Vendredi soir je me trouvais au Théâtre du Capitole pour assister à une représentation de Medea sur une musique de Pascal Dusapin et une chorégraphie de Sasha Waltz. Pour vous donner quelques repères et mettre grossièrement l'oeuvre dans son contexte, Pascal Dusapin est un compositeur né à Nancy en 1955, ayant bénéficié pendant ses jeunes années de l'influence de Xenakis, aujourd'hui bien installé sur la scène musicale internationale et récipiendaire de plusieurs distinction et prix internationaux récompensant ses travaux sur la musique contemporaine. Sasha Waltz quand à elle a créé ses chorégraphies sur les planches des plus grandes scènes lyriques d'Europe et collabore régulièrement avec les figures emblématiques de la musique contemporaine.
Medea, présentée vendredi soir au Théâtre du Capitole, est une commande effectuée par Bernard Focroulle, immense musicien (son intégrale de l'oeuvre d'orgue de Buxtehude est hautement recommandable, celle de Bach est trop cérébrale à mon goût) et directeur du Théâtre de la Monnaie à Bruxelles. Le cahier des charges indiquait que l'oeuvre devait être exécutée immédiatement après Didon & Aeneas de Purcell, au Théâtre de la Monnaie en 1992. Medea est donc une oeuvre plutôt concise (à peine plus d'une heure) faisant appel à un orchestre baroque utilisant un tempérament ancien permettant de différencier un do dièse d'un ré bémol. Sur scène une soprano coloratur récitante incarne Medea, et des danseurs.

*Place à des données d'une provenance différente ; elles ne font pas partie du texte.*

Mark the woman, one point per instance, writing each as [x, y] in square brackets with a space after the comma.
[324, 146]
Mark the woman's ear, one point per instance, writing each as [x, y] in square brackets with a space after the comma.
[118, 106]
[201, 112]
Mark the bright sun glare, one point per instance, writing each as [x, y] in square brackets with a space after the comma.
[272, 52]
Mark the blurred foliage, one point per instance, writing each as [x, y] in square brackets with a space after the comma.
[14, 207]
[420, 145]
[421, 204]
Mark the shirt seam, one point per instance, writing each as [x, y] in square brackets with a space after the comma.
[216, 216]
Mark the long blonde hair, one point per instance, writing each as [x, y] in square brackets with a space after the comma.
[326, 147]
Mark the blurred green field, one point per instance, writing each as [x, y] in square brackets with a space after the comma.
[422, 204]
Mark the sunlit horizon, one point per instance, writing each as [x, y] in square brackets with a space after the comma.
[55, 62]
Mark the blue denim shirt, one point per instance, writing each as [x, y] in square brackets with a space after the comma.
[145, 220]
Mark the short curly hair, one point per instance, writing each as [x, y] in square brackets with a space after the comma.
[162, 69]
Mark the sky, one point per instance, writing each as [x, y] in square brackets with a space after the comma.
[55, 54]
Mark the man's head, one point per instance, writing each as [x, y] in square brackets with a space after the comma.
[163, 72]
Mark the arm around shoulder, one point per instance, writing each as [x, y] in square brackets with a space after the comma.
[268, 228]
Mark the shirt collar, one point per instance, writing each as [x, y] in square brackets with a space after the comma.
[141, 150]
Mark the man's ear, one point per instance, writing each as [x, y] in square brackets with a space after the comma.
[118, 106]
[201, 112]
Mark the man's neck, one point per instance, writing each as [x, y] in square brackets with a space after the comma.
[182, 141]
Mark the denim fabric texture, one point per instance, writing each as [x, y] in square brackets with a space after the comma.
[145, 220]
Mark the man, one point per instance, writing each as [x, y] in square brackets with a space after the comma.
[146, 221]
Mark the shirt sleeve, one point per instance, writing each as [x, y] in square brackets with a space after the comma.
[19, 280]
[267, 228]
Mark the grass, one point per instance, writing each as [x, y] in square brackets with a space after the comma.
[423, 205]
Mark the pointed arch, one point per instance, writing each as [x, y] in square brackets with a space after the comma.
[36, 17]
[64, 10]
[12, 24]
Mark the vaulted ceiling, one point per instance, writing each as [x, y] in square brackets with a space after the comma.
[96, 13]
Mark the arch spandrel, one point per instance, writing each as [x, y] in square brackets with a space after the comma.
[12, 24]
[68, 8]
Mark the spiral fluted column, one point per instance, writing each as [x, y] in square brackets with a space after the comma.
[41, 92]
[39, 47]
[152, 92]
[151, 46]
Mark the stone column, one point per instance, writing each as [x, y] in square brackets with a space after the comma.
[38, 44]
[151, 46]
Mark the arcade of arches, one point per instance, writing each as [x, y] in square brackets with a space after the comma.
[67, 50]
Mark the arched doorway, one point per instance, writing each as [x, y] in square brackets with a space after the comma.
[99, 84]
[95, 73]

Je ne parlerai pas de la représentation à proprement parler car ne je suis pas certain de maîtriser les ressorts de la musique contemporaine assez parfaitement pour me livrer à l'exercice d'une critique un tant soit peu objective. Un texte ancré dans la noirceur la plus absolue, une Médée un peu hallucinée, aux confins de la folie vengeresse, articulant chaque mot un à un, sur une musique toute en tensions et des corps qui fendent l'air, virevoltent, s'agglutinent, se disloquent. Tout cela était superbe. Si j'ai appris une chose, c'est qu'être aux premières logues - au sens littéral du terme pour le coup ! - ne permet pas de profiter pleinement du spectacle scénique. Finalement, en dépit d'un coté inattendu, parfois déroutant, j'ai passé un très agréable moment. Et pas seulement grâce à cerhâââââ lovely très mignon petit danseur, vraisemblablement colombien, dont j'aurais volontiers fait mon quatre-heure et toutes les heures du cadran et qui a constitué à lui seul à mes yeux un spectacle dans le spectacle.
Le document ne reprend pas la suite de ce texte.